Writing a Point-by-Point Paragraph (Semicolons)
There are two basic ways to organize a comparison/contrast -- point-by-point, and block-by-block. A point-by-point organization alternates between the items being compared. In the example below, the first point is what the two animals loved to do. The paragraph then moves to the next point, running, and talks first about the cat, and then about the dog. (Once you set up a sequence, stay with it.) The final point in the paragraph concerns digging, first about the cat, and then about the dog. The block-by-block organization, obviously, puts all the sentences about the cat together, and then all the sentences about the dog. Whichever form of organization one uses, the sentence which sets up the comparison can be neatly done by using a semicolon.
Directions: Think about the pairs of words in the list below. Your objective is to select one pair and write a paragraph about the ideas in that pair. Your first (topic) sentence should indicate a basic contrast between the two ideas, and it should be composed of two main clauses joined by a semicolon. Complete the paragraph by adding three sets of sentences, first about the first term, and then about the second. [Note that some of the ideas, as in the last sentence in the example, can be in subordinate clauses.]

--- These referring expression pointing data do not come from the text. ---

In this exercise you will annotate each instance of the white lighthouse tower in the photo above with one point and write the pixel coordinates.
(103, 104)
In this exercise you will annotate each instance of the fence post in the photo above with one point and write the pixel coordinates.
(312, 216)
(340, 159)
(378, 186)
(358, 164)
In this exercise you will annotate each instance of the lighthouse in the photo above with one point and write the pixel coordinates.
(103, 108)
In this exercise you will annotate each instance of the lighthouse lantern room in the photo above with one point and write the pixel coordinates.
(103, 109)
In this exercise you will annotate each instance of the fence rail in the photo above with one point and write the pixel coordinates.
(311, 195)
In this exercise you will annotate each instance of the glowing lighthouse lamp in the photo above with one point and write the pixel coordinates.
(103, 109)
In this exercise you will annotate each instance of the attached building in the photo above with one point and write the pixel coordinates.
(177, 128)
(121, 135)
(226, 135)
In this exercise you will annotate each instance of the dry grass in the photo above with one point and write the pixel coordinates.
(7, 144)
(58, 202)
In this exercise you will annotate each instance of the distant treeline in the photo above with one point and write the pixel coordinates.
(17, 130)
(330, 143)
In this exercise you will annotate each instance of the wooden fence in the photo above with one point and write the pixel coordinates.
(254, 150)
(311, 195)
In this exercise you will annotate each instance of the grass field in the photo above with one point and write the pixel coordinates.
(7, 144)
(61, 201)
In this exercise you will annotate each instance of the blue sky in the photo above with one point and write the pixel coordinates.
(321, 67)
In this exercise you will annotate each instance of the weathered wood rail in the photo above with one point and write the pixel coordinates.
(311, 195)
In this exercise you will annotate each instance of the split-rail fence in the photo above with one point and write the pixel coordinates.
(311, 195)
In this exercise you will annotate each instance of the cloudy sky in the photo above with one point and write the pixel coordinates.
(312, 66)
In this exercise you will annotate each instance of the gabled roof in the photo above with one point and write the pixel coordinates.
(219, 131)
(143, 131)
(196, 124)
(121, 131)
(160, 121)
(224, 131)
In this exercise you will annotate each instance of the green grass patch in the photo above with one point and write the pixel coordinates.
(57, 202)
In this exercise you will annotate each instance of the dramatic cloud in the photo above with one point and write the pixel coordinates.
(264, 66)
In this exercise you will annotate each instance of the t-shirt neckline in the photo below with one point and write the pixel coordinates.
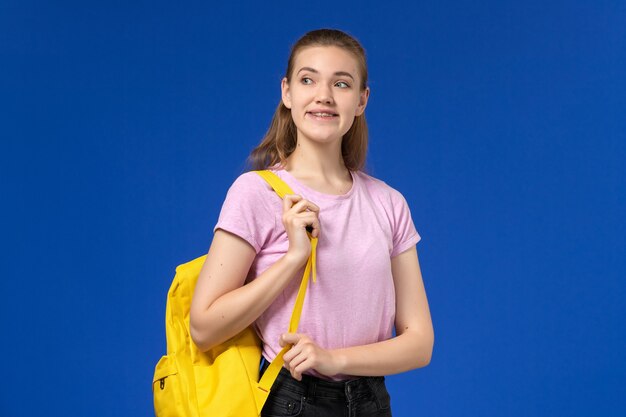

Cats are indoor pets; dogs are more likely to be outdoors. Mysha, our cat, loved to sit above my head on the back of my favorite chair while I watched T.V. My dog Fortune, on the other hand, much preferred to go fishing and run around the river banks.The longest run I ever saw Mysha make was from our bathroom to the front door. He had grabbed the toilet paper in the bathroom and left a trail of paper behind him. Fortune, however, ran with me for miles as I practiced for the cross country team. Both of my favorite pets liked to dig, but Mysha dug up the dirt in our houseplants, whereas Fortune dug holes in the yard to bury bones.